Step 2d — Run-based dedup. Using $THRESHOLD_VALUE from Step 2c, identify cut points. A "run" is a sequence of consecutive frames where every frame scores above threshold. The principle: an aftershock immediately follows its parent cut (consecutive frames both above threshold), while a real cut always rises from the noise floor (preceded by at least one below-threshold frame).
awk -v THRESHOLD="$THRESHOLD_VALUE" '
/pts_time/ { split($0, a, "pts_time:"); ts=a[2]+0 }
/scene_score/ { split($0, a, "="); score=a[2]+0;
if (score > THRESHOLD) {
if (!in_run) { run_best_ts = ts; run_best_score = score; in_run = 1; }
else if (score > run_best_score) { run_best_ts = ts; run_best_score = score; }
} else {
if (in_run) { printf "%.3f %.6f\n", run_best_ts, run_best_score; in_run = 0; }
}
}
END { if (in_run) printf "%.3f %.6f\n", run_best_ts, run_best_score }
' "$OUTPUT_DIR/scores.txt"
This keeps the peak frame of each run and discards aftershocks within the same run. It correctly handles:
- Standard cuts: isolated spikes → each kept (run length 1)
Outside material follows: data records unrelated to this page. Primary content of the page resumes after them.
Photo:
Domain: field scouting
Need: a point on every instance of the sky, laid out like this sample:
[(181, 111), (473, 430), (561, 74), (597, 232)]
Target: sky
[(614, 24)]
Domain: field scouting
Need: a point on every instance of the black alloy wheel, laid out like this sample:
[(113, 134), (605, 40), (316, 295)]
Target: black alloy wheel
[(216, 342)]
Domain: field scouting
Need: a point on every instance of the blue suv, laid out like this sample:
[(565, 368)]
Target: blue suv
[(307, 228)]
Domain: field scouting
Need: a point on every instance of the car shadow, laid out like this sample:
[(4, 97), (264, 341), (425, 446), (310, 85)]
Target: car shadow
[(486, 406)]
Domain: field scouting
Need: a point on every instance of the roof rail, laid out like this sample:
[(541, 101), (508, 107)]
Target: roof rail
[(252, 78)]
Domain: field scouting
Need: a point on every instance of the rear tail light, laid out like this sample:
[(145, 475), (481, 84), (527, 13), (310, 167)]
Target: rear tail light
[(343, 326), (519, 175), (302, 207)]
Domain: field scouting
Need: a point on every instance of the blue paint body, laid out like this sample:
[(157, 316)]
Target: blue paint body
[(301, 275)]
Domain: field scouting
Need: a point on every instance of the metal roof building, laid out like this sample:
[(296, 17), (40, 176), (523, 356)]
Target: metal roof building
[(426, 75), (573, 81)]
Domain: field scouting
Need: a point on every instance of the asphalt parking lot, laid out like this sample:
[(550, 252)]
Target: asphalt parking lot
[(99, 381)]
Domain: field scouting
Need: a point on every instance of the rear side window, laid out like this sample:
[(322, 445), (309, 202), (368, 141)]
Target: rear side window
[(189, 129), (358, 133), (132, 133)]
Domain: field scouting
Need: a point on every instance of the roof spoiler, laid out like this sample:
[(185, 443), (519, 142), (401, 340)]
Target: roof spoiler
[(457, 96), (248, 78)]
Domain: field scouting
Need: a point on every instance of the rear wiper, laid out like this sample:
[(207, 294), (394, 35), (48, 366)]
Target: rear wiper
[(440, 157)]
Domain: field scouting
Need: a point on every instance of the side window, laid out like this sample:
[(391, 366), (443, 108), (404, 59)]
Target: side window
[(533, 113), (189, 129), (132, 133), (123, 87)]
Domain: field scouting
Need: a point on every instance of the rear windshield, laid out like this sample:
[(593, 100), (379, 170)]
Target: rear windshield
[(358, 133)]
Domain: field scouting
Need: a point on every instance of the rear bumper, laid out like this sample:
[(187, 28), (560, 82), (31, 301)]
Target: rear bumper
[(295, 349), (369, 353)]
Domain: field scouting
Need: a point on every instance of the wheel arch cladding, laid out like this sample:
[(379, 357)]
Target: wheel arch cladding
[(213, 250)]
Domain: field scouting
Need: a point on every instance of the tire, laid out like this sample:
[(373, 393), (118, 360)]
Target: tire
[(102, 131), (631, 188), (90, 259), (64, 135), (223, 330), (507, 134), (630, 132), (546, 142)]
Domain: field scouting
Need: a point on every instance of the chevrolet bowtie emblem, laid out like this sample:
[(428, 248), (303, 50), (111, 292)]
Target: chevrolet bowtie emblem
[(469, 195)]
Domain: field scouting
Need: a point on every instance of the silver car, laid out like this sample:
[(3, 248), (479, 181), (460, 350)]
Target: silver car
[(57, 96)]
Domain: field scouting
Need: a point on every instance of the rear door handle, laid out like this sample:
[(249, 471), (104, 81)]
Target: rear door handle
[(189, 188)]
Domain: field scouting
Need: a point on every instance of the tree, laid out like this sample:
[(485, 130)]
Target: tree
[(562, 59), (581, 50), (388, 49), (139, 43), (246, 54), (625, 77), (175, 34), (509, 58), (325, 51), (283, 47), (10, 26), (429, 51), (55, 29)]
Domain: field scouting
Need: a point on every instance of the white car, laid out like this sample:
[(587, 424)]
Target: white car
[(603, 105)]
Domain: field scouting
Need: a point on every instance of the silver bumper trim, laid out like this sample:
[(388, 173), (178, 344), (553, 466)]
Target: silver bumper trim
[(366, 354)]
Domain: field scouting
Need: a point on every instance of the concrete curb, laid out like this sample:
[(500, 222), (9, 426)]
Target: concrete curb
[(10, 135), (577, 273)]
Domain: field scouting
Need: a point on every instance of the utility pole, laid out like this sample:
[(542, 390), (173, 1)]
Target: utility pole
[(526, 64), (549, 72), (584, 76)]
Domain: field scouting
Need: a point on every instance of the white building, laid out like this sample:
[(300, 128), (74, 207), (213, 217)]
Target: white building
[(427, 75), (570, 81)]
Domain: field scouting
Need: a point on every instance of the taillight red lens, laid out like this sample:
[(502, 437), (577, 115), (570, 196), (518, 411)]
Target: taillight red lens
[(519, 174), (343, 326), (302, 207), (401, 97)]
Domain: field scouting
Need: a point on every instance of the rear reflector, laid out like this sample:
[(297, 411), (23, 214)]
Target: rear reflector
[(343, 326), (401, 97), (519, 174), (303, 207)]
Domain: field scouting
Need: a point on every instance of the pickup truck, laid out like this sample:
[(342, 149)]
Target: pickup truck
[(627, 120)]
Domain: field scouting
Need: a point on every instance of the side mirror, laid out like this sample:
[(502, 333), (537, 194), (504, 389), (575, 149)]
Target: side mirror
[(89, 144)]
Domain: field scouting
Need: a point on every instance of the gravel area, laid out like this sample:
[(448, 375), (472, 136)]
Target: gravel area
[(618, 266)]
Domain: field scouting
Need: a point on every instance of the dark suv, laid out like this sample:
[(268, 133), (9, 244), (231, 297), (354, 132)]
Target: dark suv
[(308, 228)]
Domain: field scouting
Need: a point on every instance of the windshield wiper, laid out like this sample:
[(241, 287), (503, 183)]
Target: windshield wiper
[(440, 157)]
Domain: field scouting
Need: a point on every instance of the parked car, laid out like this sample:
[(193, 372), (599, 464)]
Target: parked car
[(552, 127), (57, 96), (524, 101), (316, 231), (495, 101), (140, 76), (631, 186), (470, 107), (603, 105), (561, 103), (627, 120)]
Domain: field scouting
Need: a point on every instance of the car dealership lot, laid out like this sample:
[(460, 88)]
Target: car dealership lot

- Cuts with aftershocks: 2-3 consecutive high frames → peak kept, echoes discarded
- Rapid montages: each cut separated by noise frames → all kept, even at 0.12s intervals
Phase 3: Frame Extraction
For each detected cut point (plus t=0 for shot 1):
First frame (default):
ffmpeg -y -ss $TIMESTAMP -i "$INPUT" -frames:v 1 -update 1 "$OUTPUT_DIR/shot_${NUM}_${TIME}s.png"
Last frame (--last):
- For shots 1 through N-1:
last_time = next_shot_timestamp - (1/fps)
- For final shot:
last_time = duration - (2/fps) (use 2 frames back, not 1 — seeking to duration - 1/fps can produce empty files near the end of some videos)
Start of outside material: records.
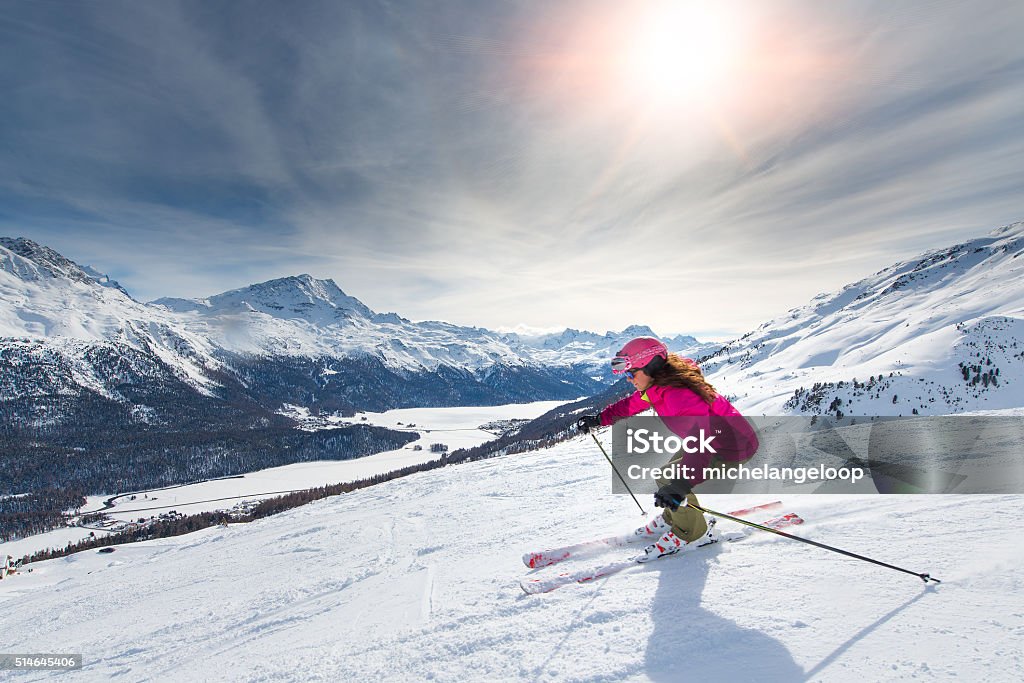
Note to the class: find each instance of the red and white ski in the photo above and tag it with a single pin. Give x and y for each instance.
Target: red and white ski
(532, 586)
(544, 558)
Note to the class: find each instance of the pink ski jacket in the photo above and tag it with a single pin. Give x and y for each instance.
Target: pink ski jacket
(685, 413)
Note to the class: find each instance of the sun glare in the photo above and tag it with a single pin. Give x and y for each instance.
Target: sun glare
(680, 50)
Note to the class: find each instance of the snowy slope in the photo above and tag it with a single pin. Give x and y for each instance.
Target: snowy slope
(924, 329)
(417, 580)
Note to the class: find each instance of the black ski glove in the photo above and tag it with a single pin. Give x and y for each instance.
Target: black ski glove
(588, 422)
(673, 495)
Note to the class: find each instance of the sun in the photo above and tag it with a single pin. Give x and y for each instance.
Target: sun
(680, 50)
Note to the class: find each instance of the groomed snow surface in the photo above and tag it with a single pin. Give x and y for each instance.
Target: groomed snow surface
(418, 580)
ffmpeg -y -ss $LAST_TIME -i "$INPUT" -frames:v 1 -update 1 "$OUTPUT_DIR/shot_${NUM}_last_${TIME}s.png"
If a last-frame extraction produces an empty file (0 bytes), back off by another frame and retry.
Both (--first --last or --all): extract both per shot.
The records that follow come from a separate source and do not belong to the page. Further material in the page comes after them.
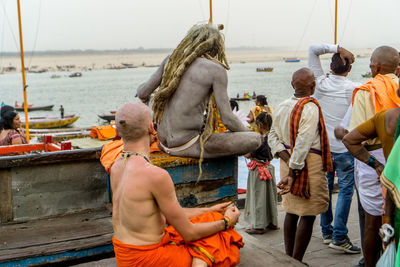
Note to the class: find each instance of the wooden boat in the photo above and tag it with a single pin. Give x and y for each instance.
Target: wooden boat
(107, 117)
(33, 108)
(267, 69)
(56, 206)
(292, 59)
(50, 122)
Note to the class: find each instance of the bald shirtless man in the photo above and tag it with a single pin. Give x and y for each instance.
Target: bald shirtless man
(187, 79)
(144, 199)
(370, 98)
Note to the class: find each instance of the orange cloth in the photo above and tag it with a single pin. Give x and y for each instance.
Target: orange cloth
(382, 91)
(220, 249)
(112, 150)
(103, 132)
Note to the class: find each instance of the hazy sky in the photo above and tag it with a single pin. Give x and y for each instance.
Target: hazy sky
(119, 24)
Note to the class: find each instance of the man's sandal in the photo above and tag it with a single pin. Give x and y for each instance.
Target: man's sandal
(254, 231)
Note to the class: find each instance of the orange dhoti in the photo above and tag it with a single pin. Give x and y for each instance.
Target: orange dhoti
(220, 249)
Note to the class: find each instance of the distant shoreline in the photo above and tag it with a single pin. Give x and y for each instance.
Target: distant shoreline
(122, 59)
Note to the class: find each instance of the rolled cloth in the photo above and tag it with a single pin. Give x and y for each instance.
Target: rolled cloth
(382, 89)
(301, 185)
(220, 249)
(319, 195)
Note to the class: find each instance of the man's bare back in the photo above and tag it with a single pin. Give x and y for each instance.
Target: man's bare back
(131, 183)
(144, 198)
(195, 70)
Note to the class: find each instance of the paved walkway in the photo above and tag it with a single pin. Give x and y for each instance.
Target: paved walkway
(268, 249)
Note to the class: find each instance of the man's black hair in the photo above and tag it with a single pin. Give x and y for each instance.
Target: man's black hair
(337, 64)
(234, 105)
(262, 100)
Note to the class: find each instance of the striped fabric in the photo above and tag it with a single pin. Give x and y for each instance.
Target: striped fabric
(301, 186)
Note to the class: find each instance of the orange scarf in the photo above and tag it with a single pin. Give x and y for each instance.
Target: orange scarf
(382, 90)
(301, 186)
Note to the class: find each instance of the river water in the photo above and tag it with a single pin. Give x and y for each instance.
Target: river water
(101, 91)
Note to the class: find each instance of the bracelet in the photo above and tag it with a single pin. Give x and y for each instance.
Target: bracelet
(373, 163)
(228, 222)
(385, 219)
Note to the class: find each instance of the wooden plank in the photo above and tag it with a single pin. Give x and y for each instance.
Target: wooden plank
(213, 169)
(6, 201)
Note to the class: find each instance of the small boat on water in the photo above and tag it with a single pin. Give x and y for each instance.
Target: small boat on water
(33, 108)
(267, 69)
(75, 74)
(47, 122)
(291, 59)
(367, 75)
(107, 117)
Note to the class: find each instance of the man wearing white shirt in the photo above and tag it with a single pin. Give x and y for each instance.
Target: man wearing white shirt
(334, 93)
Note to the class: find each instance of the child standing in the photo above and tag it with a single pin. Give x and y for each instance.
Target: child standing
(261, 197)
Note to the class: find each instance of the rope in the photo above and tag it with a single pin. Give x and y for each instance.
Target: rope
(37, 33)
(347, 19)
(305, 29)
(9, 25)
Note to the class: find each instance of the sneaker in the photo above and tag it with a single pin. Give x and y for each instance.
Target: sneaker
(327, 238)
(345, 245)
Filtered (--shots 3,5,7): only extract for the specified shot numbers.
Output
- Directory:
{video_basename}_frames/ next to the input video
- First frames:
shot_01_0.00s.png, shot_02_1.63s.png, ...
- Last frames:
shot_01_last_1.60s.png, shot_02_last_3.77s.png, ...
scores.txt always retained for re-runs at different thresholds
Report to user: total shots detected, shot list with timestamps, output directory path.
Re-run Behavior
If scores.txt already exists in the output directory, skip Phase 1 entirely and go straight to Phase 2 analysis. This makes threshold iteration instant — the user can re-run with --threshold 0.15 without waiting for the score dump again.
Shell Portability
Use pipe-based loops for frame extraction instead of array syntax (zsh handles for over arrays differently than bash):
echo "0.000 2.480 4.280" | tr ' ' '\n' | awk '{printf "%02d %s\n", NR, $1}' | while read LABEL TS; do
TS_FMT=$(printf "%.2f" "$TS")
ffmpeg -y -ss "$TS" -i "$INPUT" -frames:v 1 -update 1 "$OUTPUT_DIR/shot_${LABEL}_${TS_FMT}s.png" 2>/dev/null
done
Edge Cases
- Single continuous shots: Handled by step 2b. Common in fashion videos with rack-focus reveals, slow wardrobe progression, or single-take lifestyle shots.
- Startup artifacts: Fade-ins from black produce score=1.0 at t=0.03-0.08s. Step 2a discards frames with score > 0.05 in the first 0.5s. If t=0 itself is a black frame (PNG < 50KB), extract at t=1.0s instead.
- Aftershock spikes: Consecutive above-threshold frames (a cut + its echo). Run-based dedup in step 2d keeps only the peak of each run — no temporal window needed.
- Rapid montages: Videos where shots are 2-4 frames long (0.08-0.16s). Each cut rises from the noise floor with 1-2 noise frames between spikes. Run-based dedup correctly preserves every cut because no two spikes are frame-adjacent. Report montage segments to the user: "Detected rapid montage from Xs-Ys with N shots."
- Dissolves/fades: Score gradually ramps over multiple frames — forms a single run. Run-based dedup takes the peak frame as the cut point.
- Empty file on seek: If ffmpeg produces a 0-byte PNG (common near video end), back off by one frame interval and retry.